Selon un rapport de l’ONU sorti cette semaine, depuis le début de la pandémie de Covid-19 début 2020, les pays du G20 ont affecté environ 300 milliards de dollars de financements vers les énergies fossiles, plus que vers les renouvelables.  Les prévisions pour 2030 de production pour l’ensemble des énergies fossiles sont même plus de deux fois supérieures (soit 110 %) à celle compatible avec une limitation du réchauffement à +1,5 °C. Elles sont même 45 % de plus supérieures que ce qui est requis pour maintenir un réchauffement à +2 °C.
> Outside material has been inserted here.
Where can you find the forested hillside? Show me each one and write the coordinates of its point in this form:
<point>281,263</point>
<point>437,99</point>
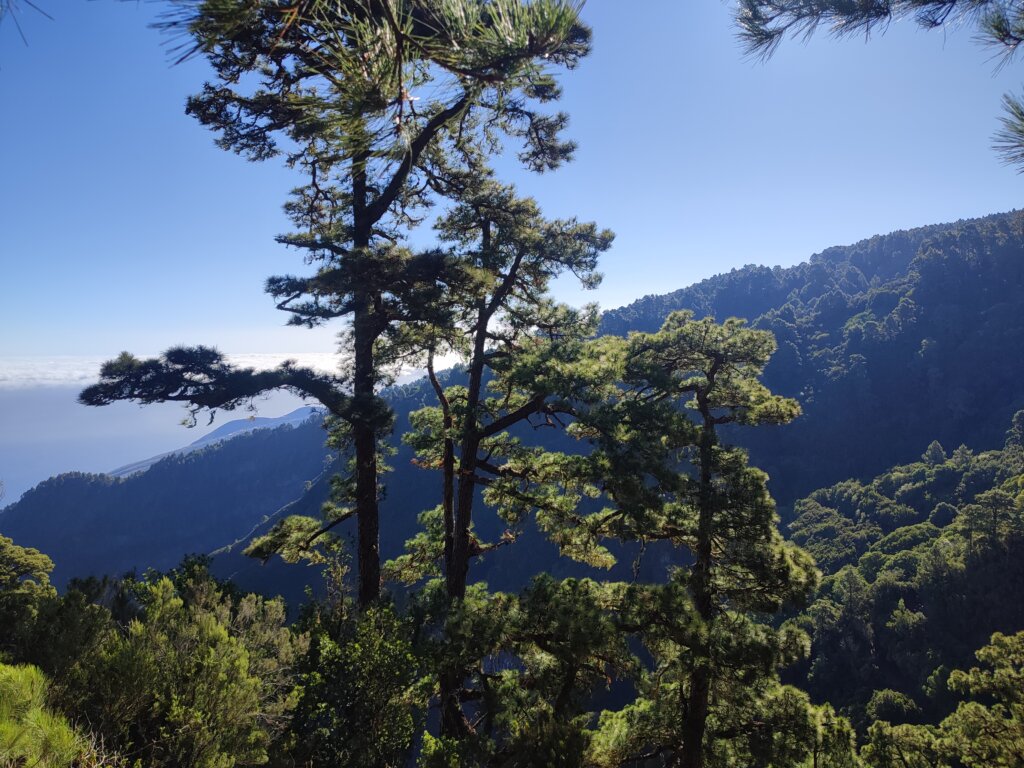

En 2018, 65 des 84 pays analysés par les chercheurs du Compte à rebours du Lancet avaient un prix du carbone net négatif, équivalent à un subventionnement global des combustibles fossiles. La valeur médiane de la subvention était de 1 milliard de dollars, certains pays accordant des subventions nettes aux combustibles fossiles s’élevant à des dizaines de milliards de dollars chaque année. Les 84 pays étudiés sont responsables d’environ 92 % des émissions mondiales de CO2.

Les pays ne se préparent pas aux risques sanitaires liés au réchauffement

« C’est notre santé qui paye qui le prix de l’inaction face au réchauffement climatique. Ce rapport nous montre tout ce qu’on a à gagner en prenant des décisions ambitieuses pour le climat : un air plus pur, une baisse des coûts en santé publique, et une société en meilleure santé, plus forte et équitable ? L’argument de la santé pour agir contre le climat n’a jamais été aussi clair. Alors qu'est-ce qu’on attend? » déclare la docteure Maria Neira, de l’OMS.

En 2021, l’Organisation mondiale de la Santé a constaté qu’un peu plus de la moitié des pays ayant répondu à l’enquête mondiale sur la santé et le changement climatique (37 sur 70) avaient mis en place une stratégie nationale en matière de santé et de changement climatique. Soit une proportion similaire à celle de 2018. 

Quant au financement destiné aux systèmes de santé pour faire face au changement climatique, il ne représente que 0,3 % du financement total de l’adaptation au réchauffement.